Die Aktivisten zeigte er nicht an, mit der Auflage, dass diese sofort das Haus verlassen. Johannes Dörrenbächer vom Bündnis für bezahlbaren Wohnraum wurde eine Anzeige angedroht, da er Hausfriedensbruch begangen habe. Dass Dörrenbächer zuvor noch versucht hatte einen Kompromiss mit ihm auszuhandeln, spielte wohl keine Rolle mehr. Merkwürdigerweise hatte der Geschäftsführer Dörrenbächer gegenüber für das Anstellen des Aufzugs als Gegenleistung gefordert ein „Größeres Paket zu schnüren“, ohne jedoch zu verdeutlichen, was er darunter versteht. Allerdings hat er damit zugegeben, dass es technisch keine Probleme mit dem Aufzug gibt.
Stadt wird nicht aktiv
Dass müsste eigentlich die Wohnungsaufsicht interessieren, weil dadurch die Wohnbedingungen für einige Mieter unzumutbar geworden sind. Die Stadt gibt an mit Mietparteien der Bankstraße im Gespräch zu sein. Angekündigt wurde ein Schreiben des Wohnungsamtes an alle Mietparteien der betroffenen Häuser, um Unterstützungsbedarf zu ermitteln. Ansonsten verweist die Stadt auf die Notwendigkeit der Nachverdichtung, um mehr Wohnraum zu erzeugen, sowie auf das Wohnungsbauförderprogramm von 140 Millionen Euro. Oberbürgermeister Dr. Stephan Keller betont in seiner Stellungnahme: „Es gab bereits Gespräche, und selbstverständlich stehen wir für weitere zur Verfügung. Hausbesetzungen sind in einem demokratischen Rechtsstaat jedoch inakzeptabel“. Dass vor dem Haus am Montag zahlreiche der Mieter*innen auf ihn gewartet und auf seine Unterstützung gehofft haben, hat er offenbar nicht realisiert.
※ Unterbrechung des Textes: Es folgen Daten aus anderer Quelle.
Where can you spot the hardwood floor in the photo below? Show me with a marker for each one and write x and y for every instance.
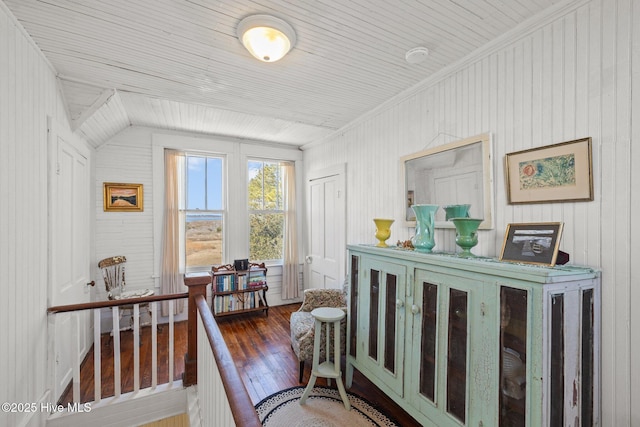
(260, 346)
(87, 388)
(262, 350)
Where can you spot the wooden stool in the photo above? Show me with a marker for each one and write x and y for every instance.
(327, 369)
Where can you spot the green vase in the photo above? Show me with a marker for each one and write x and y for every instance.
(456, 211)
(466, 234)
(424, 239)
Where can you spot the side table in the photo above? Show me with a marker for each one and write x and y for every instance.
(327, 369)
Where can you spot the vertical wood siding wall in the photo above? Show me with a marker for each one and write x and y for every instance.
(575, 76)
(28, 94)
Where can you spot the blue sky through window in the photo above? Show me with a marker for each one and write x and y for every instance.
(204, 183)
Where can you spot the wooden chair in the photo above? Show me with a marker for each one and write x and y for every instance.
(113, 269)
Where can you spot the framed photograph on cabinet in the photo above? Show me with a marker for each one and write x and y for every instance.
(532, 243)
(554, 173)
(123, 197)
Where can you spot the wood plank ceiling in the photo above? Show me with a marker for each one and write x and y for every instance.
(177, 64)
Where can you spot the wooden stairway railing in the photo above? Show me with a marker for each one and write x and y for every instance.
(232, 389)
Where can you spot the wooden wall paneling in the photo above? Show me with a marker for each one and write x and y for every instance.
(28, 93)
(634, 200)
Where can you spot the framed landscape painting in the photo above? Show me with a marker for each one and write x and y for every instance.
(554, 173)
(532, 243)
(123, 197)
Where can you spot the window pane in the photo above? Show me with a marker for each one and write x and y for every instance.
(214, 183)
(195, 183)
(255, 186)
(265, 236)
(203, 239)
(271, 187)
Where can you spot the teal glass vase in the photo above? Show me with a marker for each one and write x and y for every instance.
(424, 240)
(456, 211)
(466, 234)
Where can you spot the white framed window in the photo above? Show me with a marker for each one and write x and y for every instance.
(204, 212)
(265, 191)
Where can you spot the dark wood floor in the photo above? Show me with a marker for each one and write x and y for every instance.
(260, 346)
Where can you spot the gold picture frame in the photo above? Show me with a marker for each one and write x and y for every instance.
(532, 243)
(119, 197)
(553, 173)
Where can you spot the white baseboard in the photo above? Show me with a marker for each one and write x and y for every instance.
(128, 410)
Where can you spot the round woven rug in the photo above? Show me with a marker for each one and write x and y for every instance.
(324, 408)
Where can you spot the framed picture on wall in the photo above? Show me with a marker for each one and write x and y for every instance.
(123, 197)
(532, 243)
(554, 173)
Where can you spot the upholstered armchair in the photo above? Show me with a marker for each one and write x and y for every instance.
(302, 324)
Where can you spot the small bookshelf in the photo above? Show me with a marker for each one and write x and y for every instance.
(239, 291)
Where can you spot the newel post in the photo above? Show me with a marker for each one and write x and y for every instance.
(197, 284)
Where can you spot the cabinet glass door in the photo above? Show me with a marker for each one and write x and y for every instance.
(513, 357)
(457, 333)
(353, 305)
(381, 321)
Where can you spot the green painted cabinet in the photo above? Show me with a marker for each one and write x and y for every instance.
(477, 342)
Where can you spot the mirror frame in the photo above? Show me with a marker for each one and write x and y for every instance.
(487, 177)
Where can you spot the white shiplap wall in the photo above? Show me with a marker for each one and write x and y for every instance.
(569, 77)
(28, 94)
(126, 159)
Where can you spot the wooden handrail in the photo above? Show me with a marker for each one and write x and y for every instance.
(244, 413)
(114, 303)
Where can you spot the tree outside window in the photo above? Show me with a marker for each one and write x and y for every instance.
(266, 211)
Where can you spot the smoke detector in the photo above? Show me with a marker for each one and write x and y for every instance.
(416, 55)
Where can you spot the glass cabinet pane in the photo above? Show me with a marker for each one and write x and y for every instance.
(556, 380)
(457, 355)
(390, 324)
(428, 340)
(353, 302)
(513, 357)
(374, 296)
(587, 357)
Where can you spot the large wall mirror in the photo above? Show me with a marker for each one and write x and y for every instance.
(456, 173)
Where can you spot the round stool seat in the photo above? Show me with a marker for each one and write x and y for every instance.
(328, 314)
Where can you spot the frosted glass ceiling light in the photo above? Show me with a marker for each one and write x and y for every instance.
(266, 37)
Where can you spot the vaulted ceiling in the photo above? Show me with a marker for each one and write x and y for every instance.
(178, 64)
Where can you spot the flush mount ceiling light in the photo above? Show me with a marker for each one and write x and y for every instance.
(266, 37)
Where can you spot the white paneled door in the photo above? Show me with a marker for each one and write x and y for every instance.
(326, 215)
(69, 248)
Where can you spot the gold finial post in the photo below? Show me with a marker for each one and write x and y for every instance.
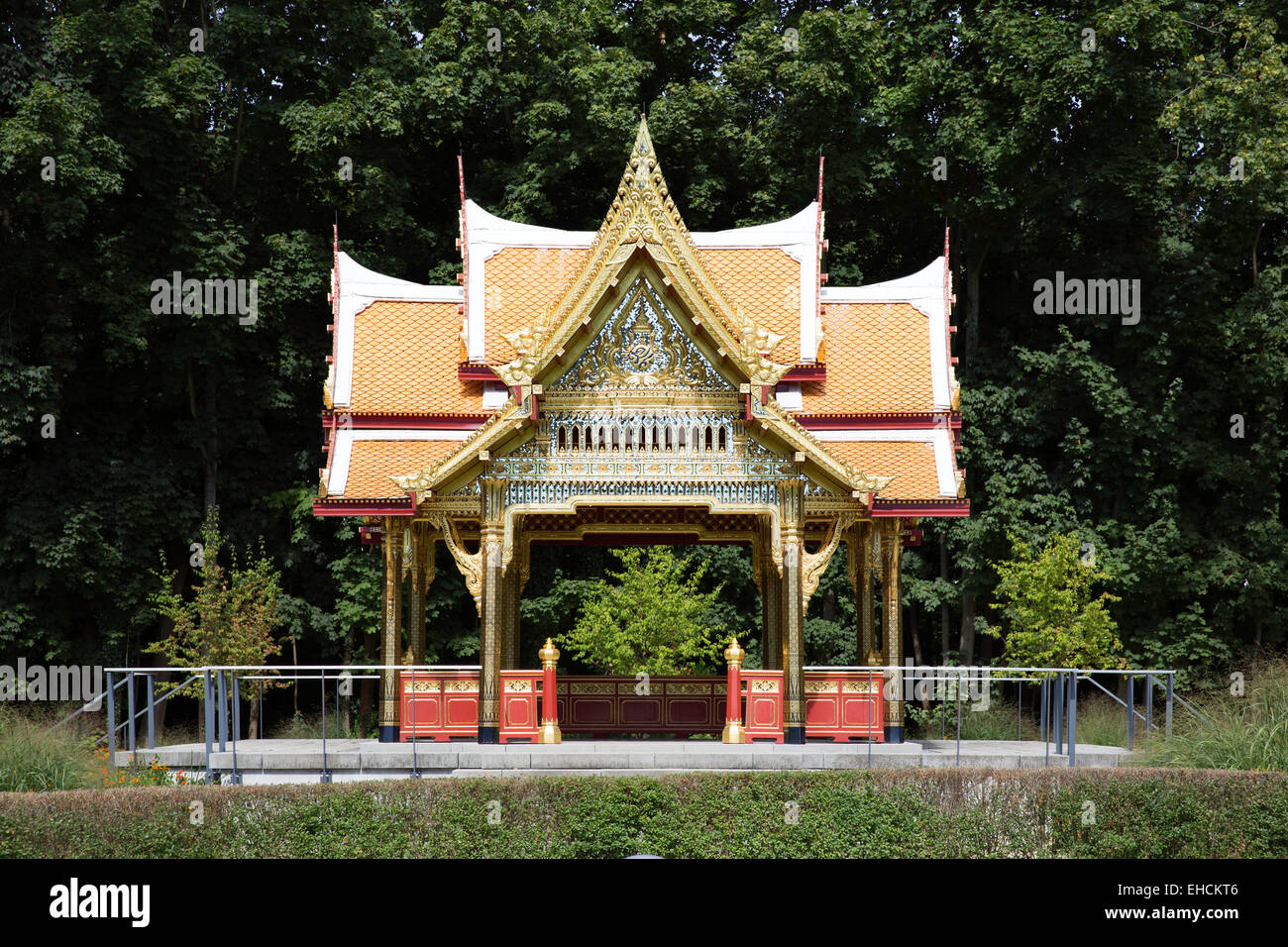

Kommentar: Herr Keller, sie verkennen den Ernst der Lage
Wenn ein Oberbürgermeister sich binnen Stunden um die drohende Schließung des Fortuna-Büdchens kümmert, aber nur mit drei Sätzen Stellung zum existenziellen Problem der Mieter nimmt, zeigt das, mit welcher Priorität agiert wird. Bei der Expo Real in München wurden Leuchtturmprojekte für Neubauten vorgestellt. Der Wegfall von bezahlbarem Wohnraum in vielen Stadtteilen scheint im Rathaus wenig Beachtung zu finden. Eine Sozialraumsatzung wurde von der Verwaltung seit 2020 ausgearbeitet und soll nun in einem Bezirk als Pilot an den Start gehen. Das reicht nicht. Denn es handelt sich nicht mehr nur um Privatsache der Mieter, sondern um einen Skandal, der normale Bürger*innen zu Aktivist*innen werden lässt. In Zeiten von Kommunalwahlkampf sollte das Thema eine andere Aufmerksamkeit erhalten.